The different patterns of passengers getting to the airport can cause queues for check-in and security; predicting passenger flow helps staff in the airport stores and departure lounges too. "We have 4,000 security officers and we need to plan the roster to have the right number of security lanes open to avoid queues."
Planning security shifts used to be done using spreadsheets; now the same team is using Azure Machine Learning — a managed cloud service that combines popular data science tools with automated systems that suggest the best machine learning algorithm to use — to predict how many passengers will be coming through the security line at every terminal in 15-minute intervals.
Managers see the forecast in Power BI dashboards so they can plan where to put staff in real time, rather than sticking to a fixed schedule, meaning that passengers are less likely to get stuck in a long security queue than they were two years ago.
"Security is the biggest stress point for passengers; if we can provide a great service then they're less stressed as they come through the airport," Birrell says.
Coding without coding
Working a security lane shift can be stressful too, and it usually involves a lot of paperwork: everything from shift schedules to reports to assisting travellers.
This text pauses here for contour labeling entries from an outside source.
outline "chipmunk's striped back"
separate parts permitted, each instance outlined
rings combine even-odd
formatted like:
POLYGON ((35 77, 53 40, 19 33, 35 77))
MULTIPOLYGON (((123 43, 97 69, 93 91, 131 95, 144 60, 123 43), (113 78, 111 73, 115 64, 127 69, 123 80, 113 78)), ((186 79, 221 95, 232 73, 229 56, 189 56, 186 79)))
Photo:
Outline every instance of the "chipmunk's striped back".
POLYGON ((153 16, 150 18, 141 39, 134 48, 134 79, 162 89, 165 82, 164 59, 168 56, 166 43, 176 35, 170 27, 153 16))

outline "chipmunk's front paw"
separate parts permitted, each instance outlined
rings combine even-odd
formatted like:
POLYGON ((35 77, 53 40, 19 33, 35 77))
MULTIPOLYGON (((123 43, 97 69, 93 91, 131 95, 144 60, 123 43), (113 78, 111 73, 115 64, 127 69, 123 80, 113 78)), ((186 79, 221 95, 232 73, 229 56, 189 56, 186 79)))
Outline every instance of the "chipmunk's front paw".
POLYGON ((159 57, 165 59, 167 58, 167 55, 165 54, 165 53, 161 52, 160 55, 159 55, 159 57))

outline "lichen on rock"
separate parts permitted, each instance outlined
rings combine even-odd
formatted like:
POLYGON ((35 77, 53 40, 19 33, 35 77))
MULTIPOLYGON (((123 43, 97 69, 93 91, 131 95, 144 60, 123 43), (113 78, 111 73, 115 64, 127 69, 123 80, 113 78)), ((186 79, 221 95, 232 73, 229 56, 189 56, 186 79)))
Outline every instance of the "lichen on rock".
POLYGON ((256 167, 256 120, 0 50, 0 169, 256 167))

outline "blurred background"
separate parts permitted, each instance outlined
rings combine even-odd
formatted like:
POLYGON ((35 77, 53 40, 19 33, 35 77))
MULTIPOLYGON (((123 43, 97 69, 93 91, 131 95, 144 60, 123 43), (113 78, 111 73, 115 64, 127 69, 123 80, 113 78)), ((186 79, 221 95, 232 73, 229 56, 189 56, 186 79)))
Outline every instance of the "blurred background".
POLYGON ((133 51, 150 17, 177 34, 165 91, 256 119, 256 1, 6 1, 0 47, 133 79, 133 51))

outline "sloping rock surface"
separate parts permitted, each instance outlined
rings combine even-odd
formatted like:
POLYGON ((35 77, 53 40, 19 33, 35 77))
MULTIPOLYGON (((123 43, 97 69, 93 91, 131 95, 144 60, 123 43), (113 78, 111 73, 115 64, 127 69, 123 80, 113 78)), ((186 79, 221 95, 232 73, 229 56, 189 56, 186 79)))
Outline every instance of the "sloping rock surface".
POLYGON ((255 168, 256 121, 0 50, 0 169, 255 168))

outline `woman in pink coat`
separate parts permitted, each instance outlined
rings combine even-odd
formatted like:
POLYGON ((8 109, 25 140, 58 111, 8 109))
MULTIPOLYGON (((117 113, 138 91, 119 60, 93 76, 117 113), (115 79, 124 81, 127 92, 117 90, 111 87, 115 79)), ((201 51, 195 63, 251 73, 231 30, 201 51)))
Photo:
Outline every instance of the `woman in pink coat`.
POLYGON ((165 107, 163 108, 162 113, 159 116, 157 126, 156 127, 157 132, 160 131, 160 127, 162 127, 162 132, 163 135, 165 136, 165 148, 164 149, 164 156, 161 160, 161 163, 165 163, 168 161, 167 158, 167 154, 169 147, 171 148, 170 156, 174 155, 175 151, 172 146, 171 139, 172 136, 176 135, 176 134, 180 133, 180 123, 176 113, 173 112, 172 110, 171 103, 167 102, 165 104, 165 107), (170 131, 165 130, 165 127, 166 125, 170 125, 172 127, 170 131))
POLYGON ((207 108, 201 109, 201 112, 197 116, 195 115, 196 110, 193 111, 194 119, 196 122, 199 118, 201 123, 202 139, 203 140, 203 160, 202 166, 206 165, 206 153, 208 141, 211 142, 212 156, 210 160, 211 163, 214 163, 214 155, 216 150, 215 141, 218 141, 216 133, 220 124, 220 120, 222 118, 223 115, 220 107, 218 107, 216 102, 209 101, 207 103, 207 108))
Samit Saini spent 13 years working security at Heathrow; looking at X-ray machines and asking passengers if they had any liquids in their bags. He was frustrated by how inefficient it was to pull out the tattered sheet of paper with translations of standard phrases into different languages every time a passenger didn't understand him.
So he taught himself to use PowerApps, Microsoft's 'low code' service for making your own smartphone apps without needing to be a developer, and made an app for that. Now his job is making apps using the giant data model of the airport; one app he's about to deploy will get rid of 30,000 pieces of paperwork security officers and managers have had to fill out every year, by moving to electronic signatures and auditing.
Birrell is as excited about that as the security staff.
"If we can create an environment where security officers have all the data and they're not worried about paperwork because it's all happening in the background, they can provide a much better experience for the passenger so the passenger is less stressed and everyone is a winner," Birrell says.
Other areas of airport operations will also go paperless, leaving staff to concentrate on doing their job rather than filling out a form that says they did it. The amount of airport data in the Microsoft Azure cloud that can be used for analytics and predictions is about to triple, and teams or individual employees can use it make their own Power BI dashboards and PowerApps when they need them.
It's like the next generation of Microsoft Office, Birrell enthuses.
"If you understand Excel, you can use these tools and get really exciting output and results. You don't have to ask IT to run a report for you or do a piece of analysis for you; you can do it yourself," he says.
Having an AI model that tells you what's going to happen can beat congestion and get flights out on time by turning planes around quickly – but only if the information gets to the right people around the airport.
Everything about your trip through the airport gets better because airport staff know what's going to happen and they're prepared for it. That keeps Heathrow consistently in the top ten airports for passenger satisfaction worldwide, and why that score keeps going up even though it's operating at capacity, Birrell says.
And when the third runway does arrive, the team at Heathrow plans to use what they've learned from the Azure AI model about how passengers move around the airport and through security to design new flows around the airport, without the disruption expansion usually brings.